Best Defenses Against Aggravated Assault Charges in NJ
A knowledgeable NJ criminal defense lawyer may be able to get your aggravated assault charges dismissed before there is ever a trial. Absent an outright dismissal, it may be possible for an experienced lawyer to get your aggravated assault charges downgraded to a lesser offense like simple assault. For instance, if your assault charges stemmed from a fight that was entered into by mutual consent – meaning both you and the other person agreed to the fight in advance – then the charges could be reduced to simple assault charges. Since simple assault is classified as a disorderly persons offense (i.e., misdemeanor), your case would be transferred from the county’s Superior Court to the local municipal court. More importantly, you would no longer be subject to criminal charges in municipal court: instead of facing possible prison time and a permanent criminal record for a conviction, you would likely be subject to reduced penalties like probation, fines, and a requirement to attend anger management counseling classes. Additionally, there is no presumption of incarceration in New Jersey simple assault cases.

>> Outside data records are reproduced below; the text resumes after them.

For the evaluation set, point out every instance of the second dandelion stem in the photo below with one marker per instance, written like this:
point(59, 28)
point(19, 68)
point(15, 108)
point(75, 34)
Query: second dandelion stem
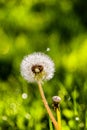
point(47, 106)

The circumstances of your aggravated assault case will dictate whether your attorney can get the charges dismissed or downgraded. If your case goes to trial in the Superior Court, then your attorney may be able to raise affirmative defenses on your behalf. For instance, one affirmative defense in an NJ aggravated assault case is self-defense: your response to someone attacking you might have been reasonable under the circumstances.
Another possibility in your aggravated assault case is admission into a diversionary program like Pre-Trial Intervention (PTI). Getting admitted into PTI means that you will have an opportunity to complete certain requirements – such as attending anger management classes, meeting with a probation officer, and avoiding any arrests – and then have the aggravated assault charges dismissed. When this happens, your permanent record will not have a criminal conviction. This is important because getting a violent crime expunged from your permanent record in New Jersey is not always easy.